The term ‘Little Ice Age’ was coined in 1939 and focused on environmental impact in the North Atlantic. It refers to a period of widespread glacial expansion and cooling from 1300-1850. While today’s environmental reality acknowledges climate change as global, most assessments of the Little Ice Age follow Western narratives. As European climates became colder and wetter, China was colder than ever with scant rainfall—a deadly combination for agriculture.
Timothy Brook, in The Price of Collapse: The Little Ice Age and the Fall of Ming China, explores the climate’s role in the decline of the powerful Ming dynasty.
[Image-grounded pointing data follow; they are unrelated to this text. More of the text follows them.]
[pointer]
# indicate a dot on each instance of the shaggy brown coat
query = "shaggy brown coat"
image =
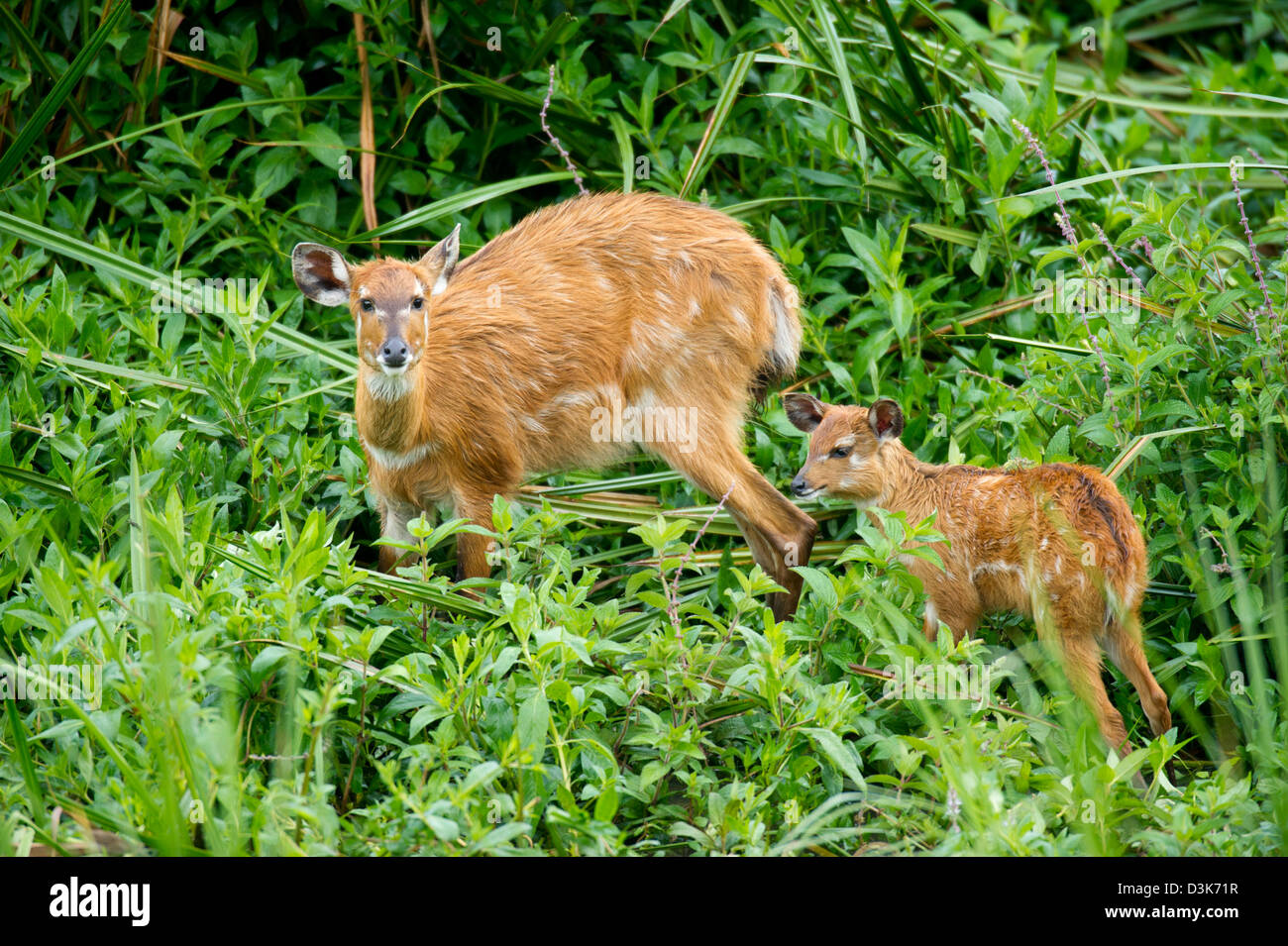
(636, 304)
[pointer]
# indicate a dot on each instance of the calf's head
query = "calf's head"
(390, 300)
(845, 447)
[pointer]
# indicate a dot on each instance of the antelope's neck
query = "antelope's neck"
(912, 486)
(390, 412)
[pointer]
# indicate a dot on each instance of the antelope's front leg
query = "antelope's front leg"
(394, 516)
(472, 549)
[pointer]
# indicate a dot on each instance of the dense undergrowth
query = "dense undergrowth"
(181, 502)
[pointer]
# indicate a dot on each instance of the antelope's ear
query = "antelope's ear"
(321, 273)
(805, 411)
(441, 261)
(885, 417)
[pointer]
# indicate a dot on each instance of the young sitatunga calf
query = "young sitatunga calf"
(591, 327)
(1056, 542)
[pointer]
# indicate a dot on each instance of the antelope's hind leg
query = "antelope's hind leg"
(780, 534)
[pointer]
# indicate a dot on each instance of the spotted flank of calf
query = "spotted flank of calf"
(1055, 542)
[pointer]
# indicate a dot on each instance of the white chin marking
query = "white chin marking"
(385, 385)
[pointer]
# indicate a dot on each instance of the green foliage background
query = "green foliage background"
(181, 491)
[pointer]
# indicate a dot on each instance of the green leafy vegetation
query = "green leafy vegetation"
(181, 497)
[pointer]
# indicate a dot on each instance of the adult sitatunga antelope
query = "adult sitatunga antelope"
(1055, 542)
(662, 315)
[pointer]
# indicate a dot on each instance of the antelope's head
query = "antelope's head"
(844, 448)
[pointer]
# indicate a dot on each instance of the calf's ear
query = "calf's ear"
(885, 417)
(804, 411)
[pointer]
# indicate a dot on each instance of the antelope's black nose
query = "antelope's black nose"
(393, 354)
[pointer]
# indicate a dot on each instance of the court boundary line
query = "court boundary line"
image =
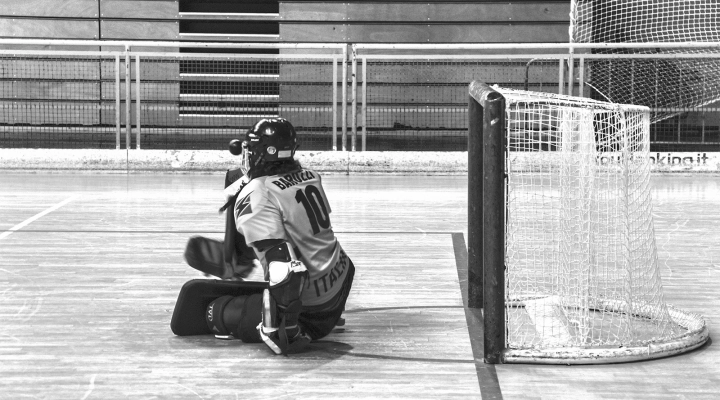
(36, 217)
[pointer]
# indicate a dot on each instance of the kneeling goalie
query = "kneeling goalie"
(281, 211)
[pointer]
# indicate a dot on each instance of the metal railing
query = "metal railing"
(373, 97)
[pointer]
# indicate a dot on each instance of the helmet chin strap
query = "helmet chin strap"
(245, 160)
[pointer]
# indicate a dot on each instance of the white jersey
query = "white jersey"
(293, 207)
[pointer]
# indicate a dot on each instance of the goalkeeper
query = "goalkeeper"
(283, 214)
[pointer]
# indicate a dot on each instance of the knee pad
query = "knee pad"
(287, 277)
(235, 317)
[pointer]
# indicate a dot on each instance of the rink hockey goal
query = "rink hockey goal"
(561, 247)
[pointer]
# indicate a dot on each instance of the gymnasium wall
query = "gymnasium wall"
(406, 21)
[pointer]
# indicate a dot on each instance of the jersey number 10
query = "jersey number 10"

Though not an environmental or economic historian, he was drawn to climate issues after observing rapid grain price increases, examining how climate fluctuations led to crop failures, rising food prices and widespread famine, which contributed to the dynasty’s instability.
However, we must also consider how this environmental perspective on the Ming dynasty’s fall reflects modern historical narratives that increasingly incorporate climate factors. Brook’s findings were published in 2023, at a time of growing global awareness and concern about climate change. This raises questions about how much weight this interpretation should hold compared to more traditional political and economic explanations. Climate may have been a key factor, but it did not act alone in bringing about the dynasty’s downfall.
Whilst the fall of the Ming is often associated with the Manchu attack, civilians weren’t as worried about the Manchu’s coming over the wall as the price and availability of grain. Brook argues that the severe climatic conditions led to agricultural failures, economic distress and social unrest which the Ming administration struggled to manage. Insufficient food supplies brought about by the hostile climate yielding poor harvests resulted in social unrest that worked well to bring about political change.
Whilst the Ming collapse cannot be entirely attributed to the climate, it must be brought into the narrative as a factor. This natural disaster was not understood by civilians, who instead interpreted the famine through a traditional lens. In imperial China, natural disasters were often perceived as expressions of divine displeasure, warning signs that the ruling dynasty had failed in its duties and that change was imminent. The Ming dynasty’s Mandate of Heaven was over. This philosophical concept that a ruler’s legitimacy depended on maintaining harmony between heaven and earth highlights the huge impact had by the Little Ice Age in Ming China, as the people lost faith in the Ming regime. Therefore, the Little Ice Age played a significant role in shaping political conditions that allowed for the rise of a new Chinese dynasty, one that ruled over China for centuries.